Nicht weit vom Wohnzimmer entfernt erstreckte sich ein Wintergarten. In der Mitte des Raumes, umgeben von Pflanzen, standen zwei Sessel und dazwischen ein zierlicher Beistelltisch. Diese zeigten auf den Garten, als ob dies der eigentliche Fokus des Anwesens wäre.

In einem der Sessel konnte man weiße Haare erkennen. Ein Angestellter ging auf die Person zu und flüsterte ihm etwas zu. Man konnte sehen, wie der Kopf sich bewegte, bevor der ältere Mann hochgeholfen wurde. Der Mann hatte gepflegte, kurze weiße Haare. Er wirkte mürrisch. Seine Kleidung war ordentlich, aber relativ lässig. Seine beige Hose schrie förmlich nach einem alten Herrn und sein Leinenhemd machte es nicht besser. Er hatte blaue, klare Augen. Weiche Falten schmückten sein ovales Gesicht, welches durch seine strubbeligen Augenbrauen strenger erscheinen ließ.

»So, ihr seid also die anderen Freunde von meiner wilden Kleinen«, sprach der alte Mann, der sich als Mervlyn vorstellte. Er hatte eine raue Stimme, obwohl es nicht schien, als ob er Raucher wäre. Weder Mervlyn noch das Anwesen rochen nach Zigaretten.

Der ältere Mann schaute Hayden an, der vor Reue den Blick nicht erheben konnte. Das Verhalten unseres Freundes überraschte uns nicht, denn es gab genug Gründe dafür.

Ich trat vor und reichte meine Hand. »Es freut mich, Sie kennenzulernen, ich bin Treyton«, stellte ich mich vor. Der Mann nahm meine Hand. »Mach mich nicht älter, als ich bin. Ich bin für jeden Mervlyn, außer für Aella... manchmal. Es ist wohl offensichtlich, dass ich der Nachbar bin. Eine wirklich sonderbare Situation, euer Rudel kennenzulernen.«

Der Mann sprach so frech, dass ich ein Lächeln unterdrücken musste. Brea schien es genauso zu gehen.
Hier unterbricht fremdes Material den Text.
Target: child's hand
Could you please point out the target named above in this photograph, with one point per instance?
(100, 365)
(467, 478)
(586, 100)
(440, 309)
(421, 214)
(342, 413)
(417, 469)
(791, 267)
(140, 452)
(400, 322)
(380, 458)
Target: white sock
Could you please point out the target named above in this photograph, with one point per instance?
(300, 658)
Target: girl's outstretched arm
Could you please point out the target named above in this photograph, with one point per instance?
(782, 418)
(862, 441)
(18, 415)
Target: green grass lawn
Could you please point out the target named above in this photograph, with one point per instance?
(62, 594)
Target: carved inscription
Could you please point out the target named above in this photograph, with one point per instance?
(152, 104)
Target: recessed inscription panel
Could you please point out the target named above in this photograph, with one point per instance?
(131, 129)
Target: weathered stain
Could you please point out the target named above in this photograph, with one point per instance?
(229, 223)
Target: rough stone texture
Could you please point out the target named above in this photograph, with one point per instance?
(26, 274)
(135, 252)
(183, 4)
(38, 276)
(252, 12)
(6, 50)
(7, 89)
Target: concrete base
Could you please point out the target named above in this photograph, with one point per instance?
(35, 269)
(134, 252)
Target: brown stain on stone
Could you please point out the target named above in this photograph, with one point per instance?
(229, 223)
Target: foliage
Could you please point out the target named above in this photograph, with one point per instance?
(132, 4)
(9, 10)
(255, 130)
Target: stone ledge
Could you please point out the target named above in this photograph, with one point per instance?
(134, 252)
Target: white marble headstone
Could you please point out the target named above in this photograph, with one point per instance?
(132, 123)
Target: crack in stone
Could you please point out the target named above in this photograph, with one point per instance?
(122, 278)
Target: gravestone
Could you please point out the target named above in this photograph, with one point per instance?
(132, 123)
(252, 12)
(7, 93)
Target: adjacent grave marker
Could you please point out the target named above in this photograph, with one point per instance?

Jetzt verstehe ich, warum Aella so gerne bei ihm ist. Er hat einen ganz eigenen Humor.

Brea reichte als nächstes ihre Hand, nachdem sie das Geschenk überreicht hatte. Blaze hielt das andere.

Mervlyn schien unsere kleine Freundin etwas länger zu betrachten. Sein Kommentar, den er abgab, war jedoch nicht so leise, wie er vielleicht dachte. Möglicherweise war es aber auch absichtlich.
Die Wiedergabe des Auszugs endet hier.